Pochettino loves players that fall short of many other managers (Getty)

“For you, it’s difficult to understand our rotation,” he said after the game, addressing the media. “When we play with one, with another. To achieve big things, it’s very clear that you need 25 players. Maybe with 11 players, you can win some games. But to reach the final of the Champions League, you need 24 or 25. And the relationship must always be honest.

“Lucas Moura, when he arrived, was in a difficult and tough moment. Always we believed, and pushed him. Always we respected him. And look: he scored three goals. The team is more important than any name. If you are honest and you show respect to 25 players that you need to manage every single day, this type of thing can happen.”

This is a Tottenham side running on fumes. To describe them as the least likely Champions League finalists since Chelsea in 2012 is not to do them a disservice, but to put the magnitude of their achievement in context. To reach a first European final in 35 years is momentous enough. To do it with this team of misfits and makeweights, of fringe players and flawed players, is some feat.

To reach the Champions League final is the true testament of Pochettino’s work (Reuters)

Their progress may feel like a gigantic stroke of luck. What if the VAR officials had spotted Llorente’s handball against Manchester City? What if Sergio Aguero had been onside? What if Borussia Dortmund had converted one of their several hundred chances? What if Magallan hadn’t slipped over at a crucial moment? What if David Neres hadn’t hit the post in the first leg or Hakim Ziyech in the second? How - in short - are Tottenham still standing?

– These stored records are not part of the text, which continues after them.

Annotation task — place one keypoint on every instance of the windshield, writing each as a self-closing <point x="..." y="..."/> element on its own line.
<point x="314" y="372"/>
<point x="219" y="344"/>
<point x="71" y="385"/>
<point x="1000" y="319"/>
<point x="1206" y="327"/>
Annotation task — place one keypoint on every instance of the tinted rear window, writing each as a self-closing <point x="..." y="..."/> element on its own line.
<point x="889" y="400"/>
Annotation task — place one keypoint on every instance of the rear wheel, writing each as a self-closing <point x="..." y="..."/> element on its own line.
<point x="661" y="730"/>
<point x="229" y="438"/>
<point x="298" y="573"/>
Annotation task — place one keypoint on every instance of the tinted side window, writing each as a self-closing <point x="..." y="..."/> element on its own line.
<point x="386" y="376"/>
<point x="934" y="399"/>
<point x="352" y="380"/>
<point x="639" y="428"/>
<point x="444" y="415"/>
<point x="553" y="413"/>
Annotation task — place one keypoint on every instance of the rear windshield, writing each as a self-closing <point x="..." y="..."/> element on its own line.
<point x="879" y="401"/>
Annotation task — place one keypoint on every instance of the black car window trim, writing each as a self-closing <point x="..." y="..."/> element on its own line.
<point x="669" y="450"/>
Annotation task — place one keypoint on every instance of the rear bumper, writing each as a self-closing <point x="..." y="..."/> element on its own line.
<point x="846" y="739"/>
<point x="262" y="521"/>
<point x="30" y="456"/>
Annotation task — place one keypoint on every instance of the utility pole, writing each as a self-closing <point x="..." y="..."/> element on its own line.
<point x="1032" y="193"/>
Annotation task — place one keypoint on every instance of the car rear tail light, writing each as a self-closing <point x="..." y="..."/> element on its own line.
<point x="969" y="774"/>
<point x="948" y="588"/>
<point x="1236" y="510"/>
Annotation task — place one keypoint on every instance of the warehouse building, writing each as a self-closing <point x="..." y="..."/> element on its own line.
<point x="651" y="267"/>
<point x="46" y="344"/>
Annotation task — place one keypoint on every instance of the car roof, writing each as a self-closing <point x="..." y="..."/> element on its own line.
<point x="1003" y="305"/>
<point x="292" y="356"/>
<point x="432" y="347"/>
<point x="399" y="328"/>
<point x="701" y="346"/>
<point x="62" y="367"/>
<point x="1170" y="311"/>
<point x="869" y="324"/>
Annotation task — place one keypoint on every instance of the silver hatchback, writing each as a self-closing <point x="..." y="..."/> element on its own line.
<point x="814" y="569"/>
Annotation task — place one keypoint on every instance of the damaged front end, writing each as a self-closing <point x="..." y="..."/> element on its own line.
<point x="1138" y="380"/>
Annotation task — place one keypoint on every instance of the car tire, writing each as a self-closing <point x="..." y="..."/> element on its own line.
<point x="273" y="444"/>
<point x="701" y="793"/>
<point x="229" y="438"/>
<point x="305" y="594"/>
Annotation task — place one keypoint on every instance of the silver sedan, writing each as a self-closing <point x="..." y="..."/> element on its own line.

That’s not a question with a simple answer. But if Tottenham’s chances were slim at the outset, they would have been non-existent without the resounding unity that Pochettino has cultivated over months and years. Sissoko goes into the summer a punchline, and ends it a world-beater. Llorente buries himself for a team he may end up leaving. The gifted and flamboyant Dele lays on two unselfish assists when he could have gone himself. And Lucas rises from the PSG scrapheap to score a hat-trick in a Champions League semi-final. In a way, it’s like that old African proverb: if you want to go fast, go alone. If you want to go far, go together.